Researchers from Beihang University, working with Truth Memory Corporation, claim to have found a new use for spintronic technology — building a 1kb spin-orbit torque magnetic memory (SOT-MRAM) that can provide physical unclonable functions (PUFs) for securing the Internet of Things (IoT).
"In recent years, physical unclonable function (PUF) has emerged as a lightweight solution in the Internet of Things security," the team explains, referring to the ability to program something into a chip that can be verified but not copied as a means of providing a security factor. "However, conventional PUFs based on complementary metal oxide semiconductor (CMOS) present challenges such as insufficient randomness, significant power and area overhead, and vulnerability to environmental factors, leading to reduced reliability."

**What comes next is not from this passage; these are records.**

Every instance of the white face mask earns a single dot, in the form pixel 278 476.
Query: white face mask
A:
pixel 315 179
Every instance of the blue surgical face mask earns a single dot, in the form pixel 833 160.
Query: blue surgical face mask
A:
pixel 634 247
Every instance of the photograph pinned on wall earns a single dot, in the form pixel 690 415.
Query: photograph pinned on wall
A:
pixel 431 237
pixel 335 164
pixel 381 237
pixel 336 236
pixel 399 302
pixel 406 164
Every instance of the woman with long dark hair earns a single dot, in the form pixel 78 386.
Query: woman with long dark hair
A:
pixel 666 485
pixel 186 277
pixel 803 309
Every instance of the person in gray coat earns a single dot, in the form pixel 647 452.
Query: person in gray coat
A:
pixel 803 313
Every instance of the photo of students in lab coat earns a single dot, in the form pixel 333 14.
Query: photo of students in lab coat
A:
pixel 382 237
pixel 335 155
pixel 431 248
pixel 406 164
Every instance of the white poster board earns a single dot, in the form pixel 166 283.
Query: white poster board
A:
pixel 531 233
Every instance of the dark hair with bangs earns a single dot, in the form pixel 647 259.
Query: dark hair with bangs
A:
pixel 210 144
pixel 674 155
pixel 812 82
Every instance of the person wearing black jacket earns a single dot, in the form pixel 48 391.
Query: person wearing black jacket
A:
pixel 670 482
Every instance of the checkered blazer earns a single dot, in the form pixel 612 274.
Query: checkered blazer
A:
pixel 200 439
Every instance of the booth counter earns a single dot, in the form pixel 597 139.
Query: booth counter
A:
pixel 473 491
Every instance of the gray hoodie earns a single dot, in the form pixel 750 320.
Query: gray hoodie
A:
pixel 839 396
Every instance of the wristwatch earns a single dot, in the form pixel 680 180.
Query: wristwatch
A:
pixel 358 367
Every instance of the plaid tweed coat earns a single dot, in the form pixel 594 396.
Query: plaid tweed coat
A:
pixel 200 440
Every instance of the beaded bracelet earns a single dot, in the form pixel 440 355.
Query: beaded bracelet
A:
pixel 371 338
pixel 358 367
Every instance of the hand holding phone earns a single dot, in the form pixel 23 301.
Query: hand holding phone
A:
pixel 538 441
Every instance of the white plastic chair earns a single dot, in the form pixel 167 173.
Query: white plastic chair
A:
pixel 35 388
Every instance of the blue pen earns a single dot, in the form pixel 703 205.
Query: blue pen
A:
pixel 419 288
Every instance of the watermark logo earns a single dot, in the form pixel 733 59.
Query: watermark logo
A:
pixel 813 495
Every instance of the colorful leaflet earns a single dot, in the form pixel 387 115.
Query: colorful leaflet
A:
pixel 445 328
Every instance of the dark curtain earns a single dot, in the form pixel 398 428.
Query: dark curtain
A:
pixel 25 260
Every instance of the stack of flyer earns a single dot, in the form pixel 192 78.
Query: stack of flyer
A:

The team's answer: spintronic technology, unsurprisingly enough given that they're from Beihang University's MIIT Key Laboratory of Spintronics. An alternative to traditional electronics, spintronics — spin electronics — is based on the effect of an electron's spin and associated magnetic moment. In this case, the spintronic device is a SOT-MRAM chip built on a 180nm CMOS process node, and used to create a 1kb physical unclonable function (PUF) security module capable of delivering 10⁹ challenge-response pairs before becoming exhausted.
"The results demonstrate that the proposed PUF exhibits near-ideal performance metrics: 50.07% uniformity, 50% diffuseness, 49.89% uniqueness, and a bit error rate of 0%, even in a 375K (101°C/215°F) environment," the team claims of the prototype. "The reconfigurability of [the] PUF is demonstrated by a reconfigurable Hamming distance of 49.31% and a correlation coefficient of less than 0.2, making it difficult to extract output keys through side-channel analysis. Furthermore, resistance to machine-learning modeling attacks is confirmed by achieving an ideal accuracy prediction of approximately 50% in the test set."
The team's work has been published in the journal Engineering, under open-access terms; no roadmap to commercialization has yet been disclosed.